Electronic circuit output stages which employ two power transistors stacked in series between two supply rails (i.e., in a so-called "half-bridge" or "totem-pole" configuration) require a driver circuit to drive the two power transistors out of phase. Such output stages are commonly used, for example, to pulse width modulate inductive loads in motor control and switching regulator applications.
Driver circuits for the above and other applications must satisfy various requirements. First, the driver circuit must ensure that both power transistors are not ON simultaneously. Otherwise, a low impedance path may exist between supply rails, giving rise to undesirable "shoot-through," or "cross-conduction," current. Shoot-through current can cause a reduction in power efficiency since it represents supply current which has bypassed the load. Additionally, in a worst case, shoot through can cause power transistor failure due to current overloading. Therefore, a driver circuit should desirably minimize the amount of time and amount of current that both power transistors conduct simultaneously.

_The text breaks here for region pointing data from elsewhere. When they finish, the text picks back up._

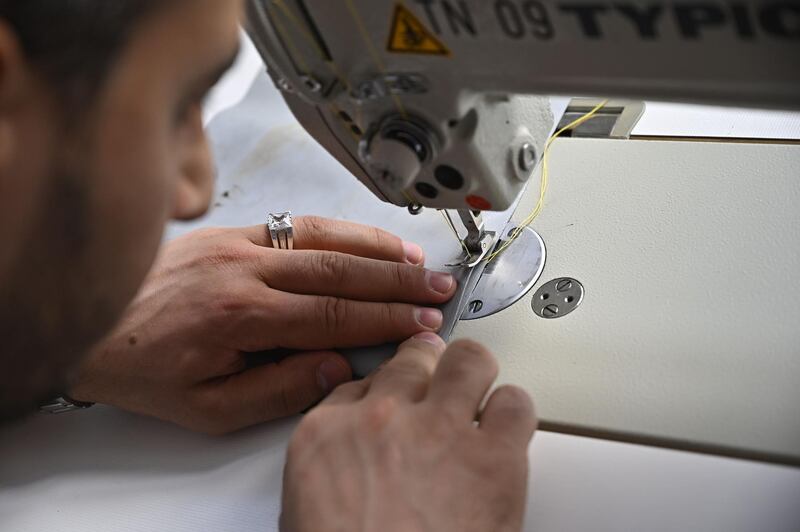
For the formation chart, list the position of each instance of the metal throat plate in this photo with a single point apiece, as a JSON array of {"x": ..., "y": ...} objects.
[{"x": 507, "y": 278}]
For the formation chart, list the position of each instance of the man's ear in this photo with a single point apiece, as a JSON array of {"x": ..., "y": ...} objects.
[{"x": 15, "y": 76}]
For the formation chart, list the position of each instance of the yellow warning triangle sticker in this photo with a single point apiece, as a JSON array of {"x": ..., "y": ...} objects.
[{"x": 410, "y": 36}]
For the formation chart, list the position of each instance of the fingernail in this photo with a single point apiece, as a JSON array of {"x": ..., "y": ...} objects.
[
  {"x": 331, "y": 374},
  {"x": 440, "y": 282},
  {"x": 414, "y": 253},
  {"x": 429, "y": 337},
  {"x": 430, "y": 318}
]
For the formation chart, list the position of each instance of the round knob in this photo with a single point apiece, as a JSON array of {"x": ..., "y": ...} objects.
[
  {"x": 397, "y": 151},
  {"x": 394, "y": 161}
]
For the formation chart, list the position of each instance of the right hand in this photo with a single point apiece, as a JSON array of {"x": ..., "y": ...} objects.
[{"x": 401, "y": 451}]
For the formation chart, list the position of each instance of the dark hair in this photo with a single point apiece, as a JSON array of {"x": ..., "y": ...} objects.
[{"x": 73, "y": 43}]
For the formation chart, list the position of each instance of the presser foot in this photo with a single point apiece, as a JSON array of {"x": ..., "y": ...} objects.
[{"x": 506, "y": 278}]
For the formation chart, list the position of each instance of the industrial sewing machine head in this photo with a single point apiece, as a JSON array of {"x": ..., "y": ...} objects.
[
  {"x": 404, "y": 126},
  {"x": 425, "y": 101}
]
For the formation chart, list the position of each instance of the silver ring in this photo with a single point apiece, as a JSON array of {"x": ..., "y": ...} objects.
[{"x": 279, "y": 227}]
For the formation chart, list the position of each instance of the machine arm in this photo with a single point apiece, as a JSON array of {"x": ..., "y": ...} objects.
[{"x": 428, "y": 102}]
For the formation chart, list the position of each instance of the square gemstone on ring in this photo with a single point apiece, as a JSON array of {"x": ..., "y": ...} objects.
[{"x": 279, "y": 221}]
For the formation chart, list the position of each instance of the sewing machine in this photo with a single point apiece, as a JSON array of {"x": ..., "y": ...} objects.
[{"x": 434, "y": 104}]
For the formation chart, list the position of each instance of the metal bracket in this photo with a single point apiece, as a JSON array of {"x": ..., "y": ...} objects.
[{"x": 615, "y": 120}]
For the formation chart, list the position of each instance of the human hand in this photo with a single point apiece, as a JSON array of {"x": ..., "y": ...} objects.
[
  {"x": 216, "y": 294},
  {"x": 400, "y": 450}
]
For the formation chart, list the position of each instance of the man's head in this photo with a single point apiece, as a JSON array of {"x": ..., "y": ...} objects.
[{"x": 101, "y": 142}]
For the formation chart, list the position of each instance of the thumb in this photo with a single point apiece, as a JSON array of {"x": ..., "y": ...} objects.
[{"x": 277, "y": 390}]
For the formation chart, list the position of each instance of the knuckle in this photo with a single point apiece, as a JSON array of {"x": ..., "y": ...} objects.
[
  {"x": 314, "y": 227},
  {"x": 384, "y": 240},
  {"x": 332, "y": 313},
  {"x": 473, "y": 354},
  {"x": 308, "y": 431},
  {"x": 378, "y": 414},
  {"x": 329, "y": 266},
  {"x": 515, "y": 398},
  {"x": 400, "y": 274}
]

Second, a driver circuit must provide sufficient bias voltages to both power transistors. In other words, a driver circuit must provide large enough drive voltages to the drive terminals of both power transistors so that they are capable of operating under their respective optimum bias conditions. Otherwise, power dissipation in the power transistors may increase, giving rise to a reduction in power efficiency of the overall output circuit. Therefore, power transistors in driver circuits should spend minimal time operating under non-optimum bias conditions.
In view of the foregoing, it would be desirable to provide a driver circuit capable of driving two power transistors stacked between two supply rails without the problems associated with shoot through or cross-conduction currents.
It would also be desireable to provide such a circuit without the problems associated with driving the power transistors under non-optimum bias conditions.